Tant à Charleroi qu’à Waasland-Beveren, Mohamed Aoulad n’a pu montrer qu’un trop bref aperçu de son indéniable talent. Erreur de jeunesse ou blessure tenace, ses grands débuts en D1 ont irrémédiablement été un gâchis. Alors que son avenir semblait complètement bouché à Anderlecht cet été, il a osé reculer d’un cran pour donner un nouveau coup de fouet à sa carrière.

“Je crois à 200 % au défi lancé par Saint-Trond. Je suis persuadé que nous avons les cartes pour retrouver l’élite dans quelques mois. Personnellement, je préférais venir ici que de poursuivre l’aventure au Freethiel. J’aurais pu signer là-bas, mais le jeu prôné ne me convenait pas du tout. Il était beaucoup trop défensif. Ici, je vais pouvoir m’illustrer. Qui plus est avec un entraîneur que je connais très bien.” 
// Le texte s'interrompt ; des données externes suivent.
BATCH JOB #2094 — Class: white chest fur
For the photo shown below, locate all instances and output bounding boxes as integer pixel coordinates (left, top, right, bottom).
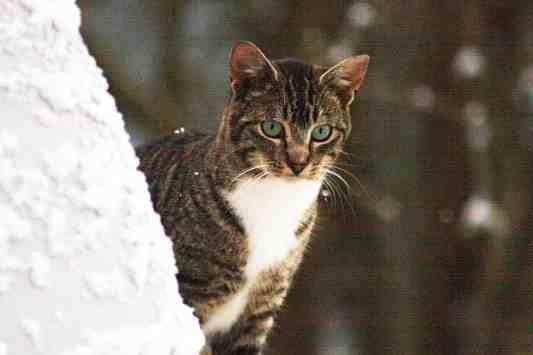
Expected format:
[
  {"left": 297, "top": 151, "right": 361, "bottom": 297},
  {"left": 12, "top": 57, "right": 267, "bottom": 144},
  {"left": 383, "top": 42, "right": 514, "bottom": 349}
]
[{"left": 203, "top": 177, "right": 320, "bottom": 334}]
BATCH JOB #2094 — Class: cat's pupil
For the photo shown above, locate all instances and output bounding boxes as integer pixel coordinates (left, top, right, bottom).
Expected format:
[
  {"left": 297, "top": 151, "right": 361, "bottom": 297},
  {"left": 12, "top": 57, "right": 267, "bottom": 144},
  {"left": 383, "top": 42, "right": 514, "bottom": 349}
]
[
  {"left": 311, "top": 125, "right": 331, "bottom": 141},
  {"left": 261, "top": 120, "right": 283, "bottom": 138}
]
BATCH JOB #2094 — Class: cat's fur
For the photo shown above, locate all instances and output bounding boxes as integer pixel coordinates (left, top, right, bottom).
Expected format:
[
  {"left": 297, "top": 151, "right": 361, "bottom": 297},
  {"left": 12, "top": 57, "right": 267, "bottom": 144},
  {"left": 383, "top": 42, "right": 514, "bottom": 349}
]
[{"left": 137, "top": 42, "right": 368, "bottom": 355}]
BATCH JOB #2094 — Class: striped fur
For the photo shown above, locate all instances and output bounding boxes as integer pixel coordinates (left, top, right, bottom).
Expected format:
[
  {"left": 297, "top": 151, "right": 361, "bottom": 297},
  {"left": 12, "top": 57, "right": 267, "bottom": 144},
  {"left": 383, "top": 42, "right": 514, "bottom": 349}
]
[{"left": 136, "top": 43, "right": 366, "bottom": 355}]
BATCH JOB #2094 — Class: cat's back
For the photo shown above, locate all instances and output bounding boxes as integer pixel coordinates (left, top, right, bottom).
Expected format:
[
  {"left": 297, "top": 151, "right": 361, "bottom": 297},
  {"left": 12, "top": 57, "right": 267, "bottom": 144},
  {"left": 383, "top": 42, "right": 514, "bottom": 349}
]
[{"left": 135, "top": 130, "right": 212, "bottom": 212}]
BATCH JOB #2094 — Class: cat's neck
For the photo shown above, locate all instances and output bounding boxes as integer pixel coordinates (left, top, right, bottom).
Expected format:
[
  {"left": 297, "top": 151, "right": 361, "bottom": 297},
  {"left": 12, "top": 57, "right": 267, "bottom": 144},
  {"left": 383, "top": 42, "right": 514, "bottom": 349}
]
[{"left": 226, "top": 177, "right": 321, "bottom": 278}]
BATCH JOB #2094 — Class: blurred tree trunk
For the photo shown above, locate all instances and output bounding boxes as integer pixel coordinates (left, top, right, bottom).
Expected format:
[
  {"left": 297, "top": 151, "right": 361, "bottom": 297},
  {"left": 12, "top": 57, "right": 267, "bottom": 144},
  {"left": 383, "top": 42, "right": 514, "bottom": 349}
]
[{"left": 413, "top": 0, "right": 476, "bottom": 355}]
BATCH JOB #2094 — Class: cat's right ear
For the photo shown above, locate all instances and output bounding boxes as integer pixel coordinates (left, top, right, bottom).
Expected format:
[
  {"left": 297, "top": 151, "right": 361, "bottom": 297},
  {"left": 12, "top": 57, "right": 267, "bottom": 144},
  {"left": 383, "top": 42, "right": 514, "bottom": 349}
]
[{"left": 229, "top": 41, "right": 279, "bottom": 92}]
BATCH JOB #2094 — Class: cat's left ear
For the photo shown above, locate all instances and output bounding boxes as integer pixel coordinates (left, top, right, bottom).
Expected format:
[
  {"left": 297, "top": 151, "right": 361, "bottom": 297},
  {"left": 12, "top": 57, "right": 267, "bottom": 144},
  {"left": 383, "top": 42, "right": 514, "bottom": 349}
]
[
  {"left": 319, "top": 54, "right": 370, "bottom": 104},
  {"left": 229, "top": 41, "right": 279, "bottom": 90}
]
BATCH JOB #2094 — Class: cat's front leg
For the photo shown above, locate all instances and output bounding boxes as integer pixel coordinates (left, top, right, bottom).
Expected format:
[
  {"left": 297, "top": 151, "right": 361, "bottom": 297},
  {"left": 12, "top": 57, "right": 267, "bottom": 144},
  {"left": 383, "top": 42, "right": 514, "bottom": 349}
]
[{"left": 211, "top": 311, "right": 274, "bottom": 355}]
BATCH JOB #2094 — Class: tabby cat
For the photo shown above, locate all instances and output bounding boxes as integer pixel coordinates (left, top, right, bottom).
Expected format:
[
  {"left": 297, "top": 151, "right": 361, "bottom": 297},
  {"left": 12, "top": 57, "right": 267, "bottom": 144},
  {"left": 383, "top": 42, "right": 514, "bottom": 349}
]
[{"left": 137, "top": 42, "right": 369, "bottom": 355}]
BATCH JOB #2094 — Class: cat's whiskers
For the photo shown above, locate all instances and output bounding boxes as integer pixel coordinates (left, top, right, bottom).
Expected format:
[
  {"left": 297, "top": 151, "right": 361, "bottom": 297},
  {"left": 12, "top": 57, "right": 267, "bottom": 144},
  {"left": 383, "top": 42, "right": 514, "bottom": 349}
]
[
  {"left": 231, "top": 164, "right": 269, "bottom": 184},
  {"left": 323, "top": 164, "right": 356, "bottom": 216},
  {"left": 329, "top": 162, "right": 377, "bottom": 202}
]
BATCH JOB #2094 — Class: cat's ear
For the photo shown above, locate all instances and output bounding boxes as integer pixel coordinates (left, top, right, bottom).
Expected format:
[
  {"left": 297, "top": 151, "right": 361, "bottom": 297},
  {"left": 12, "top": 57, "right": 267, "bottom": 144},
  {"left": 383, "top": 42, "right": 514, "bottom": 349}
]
[
  {"left": 319, "top": 54, "right": 370, "bottom": 103},
  {"left": 229, "top": 41, "right": 279, "bottom": 90}
]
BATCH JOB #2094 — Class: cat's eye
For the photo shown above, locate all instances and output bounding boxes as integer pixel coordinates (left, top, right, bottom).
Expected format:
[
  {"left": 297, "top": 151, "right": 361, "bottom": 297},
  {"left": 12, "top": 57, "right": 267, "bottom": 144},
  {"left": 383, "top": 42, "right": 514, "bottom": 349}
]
[
  {"left": 311, "top": 125, "right": 332, "bottom": 142},
  {"left": 261, "top": 120, "right": 283, "bottom": 138}
]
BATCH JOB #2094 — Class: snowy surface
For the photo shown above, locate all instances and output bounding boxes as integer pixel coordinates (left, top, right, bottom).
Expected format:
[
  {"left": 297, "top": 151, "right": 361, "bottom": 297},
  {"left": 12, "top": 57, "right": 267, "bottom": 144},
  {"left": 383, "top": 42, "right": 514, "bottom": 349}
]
[{"left": 0, "top": 0, "right": 203, "bottom": 355}]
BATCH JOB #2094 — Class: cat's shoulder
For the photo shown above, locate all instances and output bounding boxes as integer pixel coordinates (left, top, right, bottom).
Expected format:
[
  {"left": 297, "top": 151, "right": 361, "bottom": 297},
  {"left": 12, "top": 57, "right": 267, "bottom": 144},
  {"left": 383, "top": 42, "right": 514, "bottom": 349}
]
[{"left": 135, "top": 129, "right": 210, "bottom": 159}]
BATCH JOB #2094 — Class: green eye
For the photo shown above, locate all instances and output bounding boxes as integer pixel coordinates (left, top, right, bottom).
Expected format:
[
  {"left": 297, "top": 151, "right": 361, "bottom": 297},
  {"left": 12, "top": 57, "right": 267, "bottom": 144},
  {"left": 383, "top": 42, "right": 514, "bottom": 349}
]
[
  {"left": 261, "top": 120, "right": 283, "bottom": 138},
  {"left": 311, "top": 125, "right": 331, "bottom": 142}
]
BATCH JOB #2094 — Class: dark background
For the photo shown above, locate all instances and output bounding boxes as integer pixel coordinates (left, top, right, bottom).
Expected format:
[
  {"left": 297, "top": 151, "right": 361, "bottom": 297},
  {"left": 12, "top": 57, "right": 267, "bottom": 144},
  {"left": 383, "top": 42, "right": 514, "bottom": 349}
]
[{"left": 78, "top": 0, "right": 533, "bottom": 355}]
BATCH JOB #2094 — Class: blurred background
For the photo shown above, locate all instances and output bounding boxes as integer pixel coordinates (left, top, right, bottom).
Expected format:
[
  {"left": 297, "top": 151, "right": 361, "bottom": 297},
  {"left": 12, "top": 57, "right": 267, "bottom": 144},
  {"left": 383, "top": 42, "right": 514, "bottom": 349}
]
[{"left": 78, "top": 0, "right": 533, "bottom": 355}]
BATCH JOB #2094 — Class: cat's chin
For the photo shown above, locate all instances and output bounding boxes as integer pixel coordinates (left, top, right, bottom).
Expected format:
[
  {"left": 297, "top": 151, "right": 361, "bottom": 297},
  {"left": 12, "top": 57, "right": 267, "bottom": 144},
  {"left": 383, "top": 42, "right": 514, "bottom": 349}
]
[{"left": 272, "top": 173, "right": 321, "bottom": 182}]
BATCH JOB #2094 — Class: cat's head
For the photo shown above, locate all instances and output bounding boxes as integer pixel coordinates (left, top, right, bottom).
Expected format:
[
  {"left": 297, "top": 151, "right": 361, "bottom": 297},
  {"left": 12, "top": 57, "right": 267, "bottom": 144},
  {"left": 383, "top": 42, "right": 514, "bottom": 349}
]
[{"left": 217, "top": 42, "right": 369, "bottom": 179}]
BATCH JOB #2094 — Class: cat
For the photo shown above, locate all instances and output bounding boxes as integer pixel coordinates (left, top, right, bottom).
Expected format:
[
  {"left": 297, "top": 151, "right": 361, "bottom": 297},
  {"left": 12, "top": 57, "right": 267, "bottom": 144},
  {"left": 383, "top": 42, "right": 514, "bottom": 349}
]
[{"left": 136, "top": 42, "right": 369, "bottom": 355}]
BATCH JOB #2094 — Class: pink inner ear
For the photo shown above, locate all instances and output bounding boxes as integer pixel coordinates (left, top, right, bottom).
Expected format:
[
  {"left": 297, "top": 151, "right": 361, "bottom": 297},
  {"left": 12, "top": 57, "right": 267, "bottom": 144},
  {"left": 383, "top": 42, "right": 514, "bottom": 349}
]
[
  {"left": 230, "top": 42, "right": 266, "bottom": 83},
  {"left": 339, "top": 54, "right": 370, "bottom": 90}
]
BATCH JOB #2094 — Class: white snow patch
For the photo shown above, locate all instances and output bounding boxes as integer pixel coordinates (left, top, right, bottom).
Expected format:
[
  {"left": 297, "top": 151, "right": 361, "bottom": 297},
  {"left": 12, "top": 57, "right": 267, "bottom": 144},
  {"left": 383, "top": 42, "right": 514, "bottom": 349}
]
[
  {"left": 30, "top": 253, "right": 50, "bottom": 288},
  {"left": 0, "top": 0, "right": 203, "bottom": 355},
  {"left": 20, "top": 319, "right": 43, "bottom": 351}
]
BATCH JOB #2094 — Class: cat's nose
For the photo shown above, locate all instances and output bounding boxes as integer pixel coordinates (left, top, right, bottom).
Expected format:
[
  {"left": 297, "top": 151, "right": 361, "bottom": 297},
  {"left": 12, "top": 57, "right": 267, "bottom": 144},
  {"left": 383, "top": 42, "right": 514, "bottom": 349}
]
[{"left": 287, "top": 147, "right": 309, "bottom": 175}]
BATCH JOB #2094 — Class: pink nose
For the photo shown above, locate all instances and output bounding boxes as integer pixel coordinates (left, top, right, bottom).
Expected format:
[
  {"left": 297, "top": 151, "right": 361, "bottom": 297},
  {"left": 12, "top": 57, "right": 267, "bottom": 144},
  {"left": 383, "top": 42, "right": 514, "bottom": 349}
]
[{"left": 287, "top": 147, "right": 309, "bottom": 175}]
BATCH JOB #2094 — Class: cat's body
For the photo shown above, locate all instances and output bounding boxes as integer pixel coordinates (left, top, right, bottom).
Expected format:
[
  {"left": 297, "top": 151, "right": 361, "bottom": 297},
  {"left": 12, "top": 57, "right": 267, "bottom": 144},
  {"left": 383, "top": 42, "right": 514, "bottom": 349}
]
[{"left": 137, "top": 42, "right": 368, "bottom": 355}]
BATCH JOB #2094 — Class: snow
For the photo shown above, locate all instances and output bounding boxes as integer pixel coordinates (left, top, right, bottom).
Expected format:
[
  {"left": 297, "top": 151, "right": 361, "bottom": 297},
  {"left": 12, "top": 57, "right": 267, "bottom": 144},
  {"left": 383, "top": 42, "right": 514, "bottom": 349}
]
[{"left": 0, "top": 0, "right": 204, "bottom": 355}]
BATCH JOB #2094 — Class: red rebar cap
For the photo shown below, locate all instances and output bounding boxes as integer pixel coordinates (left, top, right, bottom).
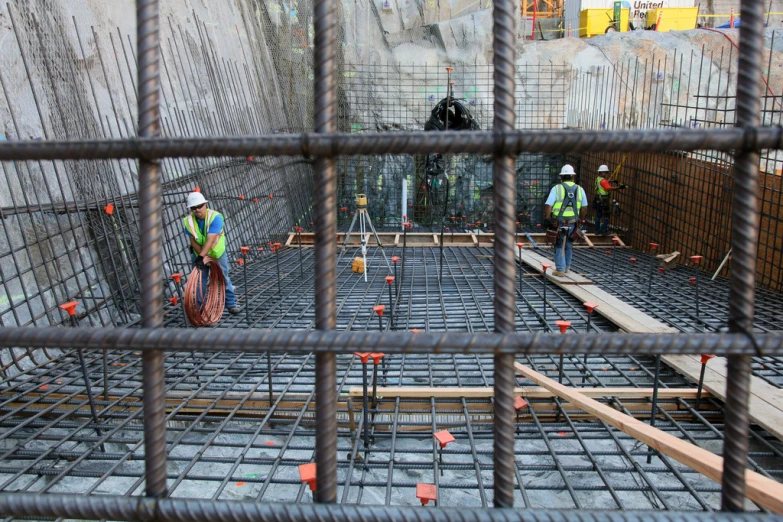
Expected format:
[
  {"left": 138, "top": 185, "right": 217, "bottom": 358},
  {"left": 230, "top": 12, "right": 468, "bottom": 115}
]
[
  {"left": 416, "top": 483, "right": 438, "bottom": 506},
  {"left": 353, "top": 352, "right": 372, "bottom": 363},
  {"left": 555, "top": 321, "right": 571, "bottom": 333},
  {"left": 299, "top": 462, "right": 316, "bottom": 491},
  {"left": 584, "top": 303, "right": 598, "bottom": 314},
  {"left": 60, "top": 301, "right": 79, "bottom": 317},
  {"left": 434, "top": 430, "right": 457, "bottom": 449}
]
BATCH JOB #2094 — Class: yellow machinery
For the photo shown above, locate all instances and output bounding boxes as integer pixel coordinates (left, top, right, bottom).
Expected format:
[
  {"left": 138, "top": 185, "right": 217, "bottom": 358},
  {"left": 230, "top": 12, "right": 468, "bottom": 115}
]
[
  {"left": 647, "top": 7, "right": 699, "bottom": 32},
  {"left": 579, "top": 9, "right": 631, "bottom": 38}
]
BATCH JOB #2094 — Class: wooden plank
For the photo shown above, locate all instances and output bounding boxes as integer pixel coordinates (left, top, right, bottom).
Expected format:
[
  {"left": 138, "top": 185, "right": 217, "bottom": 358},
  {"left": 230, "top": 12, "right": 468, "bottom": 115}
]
[
  {"left": 514, "top": 363, "right": 783, "bottom": 514},
  {"left": 348, "top": 386, "right": 709, "bottom": 399},
  {"left": 661, "top": 355, "right": 783, "bottom": 440}
]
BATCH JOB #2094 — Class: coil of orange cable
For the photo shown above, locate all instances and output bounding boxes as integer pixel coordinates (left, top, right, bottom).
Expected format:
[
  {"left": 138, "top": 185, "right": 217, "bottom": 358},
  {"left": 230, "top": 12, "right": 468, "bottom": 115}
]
[{"left": 184, "top": 262, "right": 226, "bottom": 326}]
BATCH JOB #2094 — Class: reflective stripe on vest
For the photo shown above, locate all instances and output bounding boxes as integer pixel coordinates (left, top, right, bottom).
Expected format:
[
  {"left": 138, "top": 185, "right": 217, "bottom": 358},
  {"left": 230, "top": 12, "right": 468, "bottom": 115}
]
[
  {"left": 552, "top": 181, "right": 582, "bottom": 219},
  {"left": 184, "top": 209, "right": 226, "bottom": 259},
  {"left": 595, "top": 176, "right": 609, "bottom": 197}
]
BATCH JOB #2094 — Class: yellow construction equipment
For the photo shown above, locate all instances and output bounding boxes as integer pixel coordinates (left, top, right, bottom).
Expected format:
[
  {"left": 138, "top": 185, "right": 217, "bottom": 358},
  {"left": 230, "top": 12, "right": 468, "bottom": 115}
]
[{"left": 579, "top": 9, "right": 631, "bottom": 38}]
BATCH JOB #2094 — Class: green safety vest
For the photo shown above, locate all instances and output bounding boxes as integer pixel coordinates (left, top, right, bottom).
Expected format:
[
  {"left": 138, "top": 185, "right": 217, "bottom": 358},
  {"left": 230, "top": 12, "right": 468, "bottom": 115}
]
[
  {"left": 184, "top": 209, "right": 226, "bottom": 259},
  {"left": 595, "top": 176, "right": 609, "bottom": 198},
  {"left": 552, "top": 181, "right": 582, "bottom": 220}
]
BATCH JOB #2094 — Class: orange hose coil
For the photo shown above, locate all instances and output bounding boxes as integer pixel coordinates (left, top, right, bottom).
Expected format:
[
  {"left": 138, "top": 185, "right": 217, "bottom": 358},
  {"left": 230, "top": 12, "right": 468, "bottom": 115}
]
[{"left": 184, "top": 262, "right": 226, "bottom": 326}]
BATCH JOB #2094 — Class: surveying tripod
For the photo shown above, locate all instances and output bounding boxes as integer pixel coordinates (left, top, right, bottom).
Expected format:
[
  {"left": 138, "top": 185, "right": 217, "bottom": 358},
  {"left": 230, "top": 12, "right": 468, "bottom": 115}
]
[{"left": 337, "top": 194, "right": 392, "bottom": 283}]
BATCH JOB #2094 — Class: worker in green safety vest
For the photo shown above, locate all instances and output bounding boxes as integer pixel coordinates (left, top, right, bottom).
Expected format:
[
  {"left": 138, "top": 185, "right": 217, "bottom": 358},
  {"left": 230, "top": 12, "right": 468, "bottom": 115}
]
[
  {"left": 544, "top": 165, "right": 587, "bottom": 276},
  {"left": 183, "top": 192, "right": 241, "bottom": 314},
  {"left": 593, "top": 165, "right": 628, "bottom": 235}
]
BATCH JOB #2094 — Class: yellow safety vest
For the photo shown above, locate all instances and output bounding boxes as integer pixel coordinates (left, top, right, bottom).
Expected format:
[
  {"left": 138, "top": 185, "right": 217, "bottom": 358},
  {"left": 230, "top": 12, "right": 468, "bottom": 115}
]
[
  {"left": 552, "top": 181, "right": 582, "bottom": 220},
  {"left": 595, "top": 176, "right": 609, "bottom": 198},
  {"left": 184, "top": 209, "right": 226, "bottom": 259}
]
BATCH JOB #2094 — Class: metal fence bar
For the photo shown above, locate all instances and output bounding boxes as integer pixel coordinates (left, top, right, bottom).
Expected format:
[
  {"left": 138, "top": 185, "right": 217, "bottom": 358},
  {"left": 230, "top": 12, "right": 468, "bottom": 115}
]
[
  {"left": 0, "top": 327, "right": 783, "bottom": 356},
  {"left": 136, "top": 0, "right": 166, "bottom": 497},
  {"left": 492, "top": 0, "right": 517, "bottom": 508},
  {"left": 0, "top": 126, "right": 783, "bottom": 161},
  {"left": 721, "top": 0, "right": 764, "bottom": 512},
  {"left": 0, "top": 493, "right": 780, "bottom": 522},
  {"left": 313, "top": 0, "right": 337, "bottom": 503}
]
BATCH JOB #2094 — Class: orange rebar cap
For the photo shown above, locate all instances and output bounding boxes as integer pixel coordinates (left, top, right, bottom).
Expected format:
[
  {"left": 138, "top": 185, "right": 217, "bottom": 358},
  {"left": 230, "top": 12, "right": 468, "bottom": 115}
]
[
  {"left": 299, "top": 462, "right": 316, "bottom": 491},
  {"left": 60, "top": 301, "right": 79, "bottom": 317},
  {"left": 416, "top": 483, "right": 438, "bottom": 506},
  {"left": 555, "top": 321, "right": 571, "bottom": 333},
  {"left": 433, "top": 430, "right": 457, "bottom": 449}
]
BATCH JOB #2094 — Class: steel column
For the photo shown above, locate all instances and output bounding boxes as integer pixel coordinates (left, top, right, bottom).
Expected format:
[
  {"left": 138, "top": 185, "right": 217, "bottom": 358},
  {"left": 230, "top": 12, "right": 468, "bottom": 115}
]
[
  {"left": 136, "top": 0, "right": 166, "bottom": 497},
  {"left": 492, "top": 0, "right": 518, "bottom": 508},
  {"left": 313, "top": 0, "right": 337, "bottom": 503}
]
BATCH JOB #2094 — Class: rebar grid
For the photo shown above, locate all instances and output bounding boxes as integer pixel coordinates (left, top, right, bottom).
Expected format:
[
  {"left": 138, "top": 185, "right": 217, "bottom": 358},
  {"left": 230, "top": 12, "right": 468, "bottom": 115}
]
[{"left": 0, "top": 0, "right": 779, "bottom": 519}]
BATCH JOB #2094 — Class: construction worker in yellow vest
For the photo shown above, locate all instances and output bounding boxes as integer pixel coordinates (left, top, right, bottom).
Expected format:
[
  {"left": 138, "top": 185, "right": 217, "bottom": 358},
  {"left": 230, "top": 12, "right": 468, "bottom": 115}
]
[
  {"left": 593, "top": 165, "right": 628, "bottom": 235},
  {"left": 544, "top": 165, "right": 588, "bottom": 276},
  {"left": 183, "top": 192, "right": 241, "bottom": 314}
]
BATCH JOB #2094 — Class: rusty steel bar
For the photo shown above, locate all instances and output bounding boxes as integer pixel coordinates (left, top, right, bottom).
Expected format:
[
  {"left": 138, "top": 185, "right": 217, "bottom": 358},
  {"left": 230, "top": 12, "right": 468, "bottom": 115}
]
[
  {"left": 492, "top": 0, "right": 517, "bottom": 508},
  {"left": 136, "top": 0, "right": 166, "bottom": 497},
  {"left": 313, "top": 0, "right": 337, "bottom": 503},
  {"left": 721, "top": 0, "right": 764, "bottom": 512},
  {"left": 0, "top": 493, "right": 780, "bottom": 522},
  {"left": 0, "top": 327, "right": 783, "bottom": 356},
  {"left": 0, "top": 126, "right": 783, "bottom": 161}
]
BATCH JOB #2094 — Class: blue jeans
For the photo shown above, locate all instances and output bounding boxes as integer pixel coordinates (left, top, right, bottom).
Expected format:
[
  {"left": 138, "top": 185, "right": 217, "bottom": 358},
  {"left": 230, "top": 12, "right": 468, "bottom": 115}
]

L’attaquant n’est pas du genre à gamberger. Du talent, il en a… et il le sait : “J’ai toujours eu confiance en moi. Je sais que j’ai les qualités pour réussir. J’ai été quatre fois titulaire en D1 et… à chaque fois homme du match. J’ai commis des erreurs, mais j’ai tiré un trait sur tout ça. Je n’ai pas peur que l’on m’oublie en D2. Si je suis capable de m’y imposer, ce sera encore plus vrai en Pro League. Le jeu y est plus ouvert. C’est presque plus facile.” 

L’ancien carolo a signé un contrat de deux ans (+1) au Stayenveld. Il veut s’y inscrire dans la durée : “Le président est un homme très ambitieux et je me retrouve dans son discours. Moi, j’aime le foot et je veux tout gagner. Même à l’entraînement, j’essaye de pousser mes partenaires à donner le meilleur d’eux-mêmes. Il y a une bonne aura à Saint-Trond et des supporters extraordinaires. Ce n’est certainement pas un pas en arrière. À mon sens, j’ai même fait un bond vers l’avant.” 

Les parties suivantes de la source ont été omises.